Le propos est direct et la polémique omniprésente sur l’un des sports qui porte le plus à controverse. L’Équipe de France de Football, Franck Ribéry, la Fédération française de Football, l’affaire des quotas, la religion, la Marseillaise, les agents et la microsociété des joueurs de foot professionnel, tout y passe. Daniel Riolo évoque tous ses sujets avec un franc-parler peu commun dans ce milieu où le politiquement correct est devenu la norme.

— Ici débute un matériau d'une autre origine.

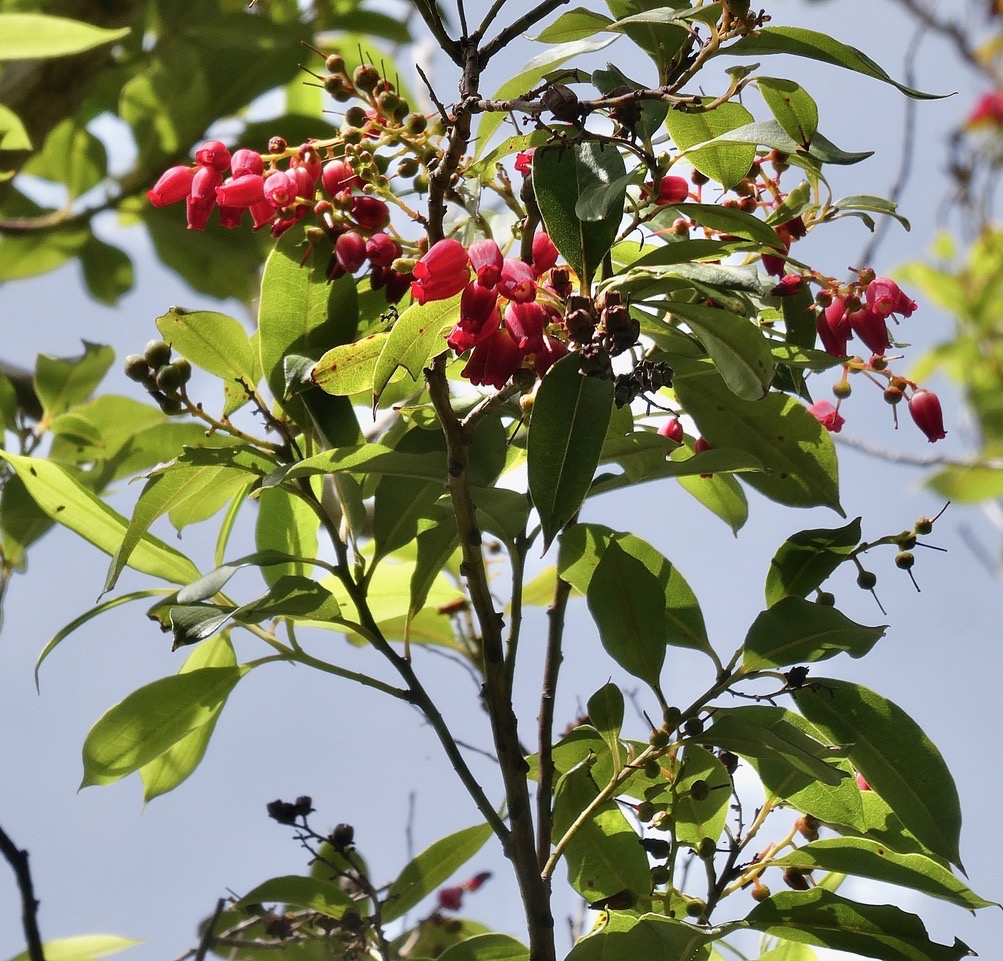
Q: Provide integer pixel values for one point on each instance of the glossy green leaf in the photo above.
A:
(486, 947)
(876, 931)
(869, 859)
(63, 382)
(795, 450)
(566, 438)
(349, 368)
(89, 615)
(13, 135)
(204, 487)
(792, 106)
(301, 311)
(67, 502)
(528, 77)
(178, 762)
(561, 176)
(36, 36)
(724, 164)
(431, 868)
(606, 712)
(286, 524)
(890, 749)
(604, 857)
(806, 559)
(582, 549)
(82, 947)
(798, 41)
(218, 344)
(761, 731)
(297, 891)
(417, 335)
(625, 937)
(151, 719)
(796, 631)
(736, 345)
(627, 603)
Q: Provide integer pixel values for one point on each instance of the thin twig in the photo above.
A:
(208, 935)
(18, 861)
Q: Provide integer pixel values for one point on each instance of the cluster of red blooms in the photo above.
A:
(451, 899)
(506, 308)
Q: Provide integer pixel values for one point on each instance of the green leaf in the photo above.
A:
(795, 450)
(98, 609)
(13, 135)
(177, 763)
(152, 719)
(349, 369)
(869, 859)
(606, 711)
(800, 42)
(890, 749)
(416, 337)
(795, 631)
(625, 937)
(83, 947)
(218, 344)
(530, 75)
(582, 549)
(431, 868)
(64, 500)
(792, 106)
(570, 417)
(736, 345)
(876, 931)
(36, 36)
(561, 176)
(725, 165)
(63, 382)
(486, 947)
(301, 311)
(603, 857)
(314, 894)
(627, 603)
(761, 731)
(169, 491)
(806, 559)
(576, 24)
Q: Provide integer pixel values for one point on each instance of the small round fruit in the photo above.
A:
(157, 353)
(135, 367)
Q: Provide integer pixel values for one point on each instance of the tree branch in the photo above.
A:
(18, 861)
(521, 847)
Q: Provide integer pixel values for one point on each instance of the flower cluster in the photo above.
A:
(508, 309)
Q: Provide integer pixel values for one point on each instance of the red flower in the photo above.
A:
(517, 281)
(214, 153)
(871, 328)
(827, 415)
(493, 360)
(175, 185)
(988, 110)
(478, 318)
(671, 190)
(925, 407)
(833, 328)
(526, 322)
(442, 273)
(524, 161)
(486, 260)
(450, 899)
(673, 429)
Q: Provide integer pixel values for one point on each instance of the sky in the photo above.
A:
(104, 864)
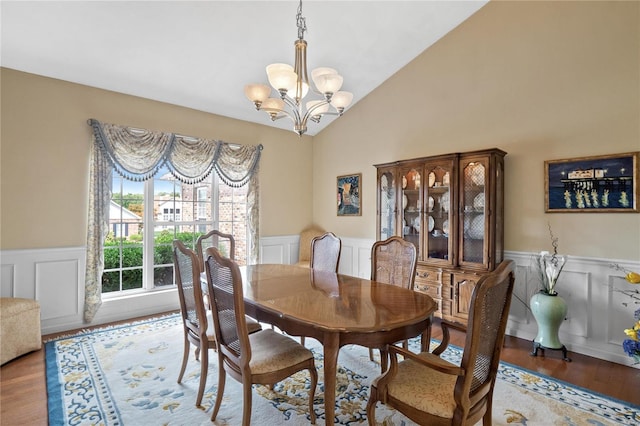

L'idée de ce livre n'est pas anodine. D'où vous est-elle venue ? Autrement dit, y a-t-il eu un événement en particulier ou est-elle le résultat d'une réflexion plus profonde sur le football français ?
La Coupe du Monde 2010 est évidemment un point de départ. Il y a eu beaucoup de livres sur le sujet et des très bons. Celui de Vincent Duluc, journaliste de l’Equipe. Celui du sociologue Stéphane Beaud aussi. Mais je trouve qu’il manquait une dimension. Celle concernant l’extraction sociale du joueur de foot. D’ou il vient, qui il est réellement. Beaucoup de choses qu’on ne veut pas dire. Des thèmes qu’on n’aborde pas de peur d’être mis dans une case. Après 2010, il y a eu l’Euro 2012. Et puis la vie des clubs de Ligue 1. Des problèmes récurrents. L’attitude des joueurs dont on parlait sans cesse. Pour les gens, le public, le comportement des joueurs, l’attitude étaient devenus primordiaux. Après l’Euro 2012, je me suis dit qu’il fallait y aller. Dire ce qui se disait « Off ». 

Est-ce que le concept du Racaille Football Club prend il ses origines après 1998 alors que même que la campagne de communication d'Adidas invoquait la célébration du vivre ensemble par le football ?
En débutant mon enquête, ma réflexion, il était évident qu’il fallait remonter le temps et se demander comment on était passé d’un moment d’extase national à un désamour aussi grand entre le public et les joueurs français. L’arnaque « Black Blanc Beur » sert de point de départ.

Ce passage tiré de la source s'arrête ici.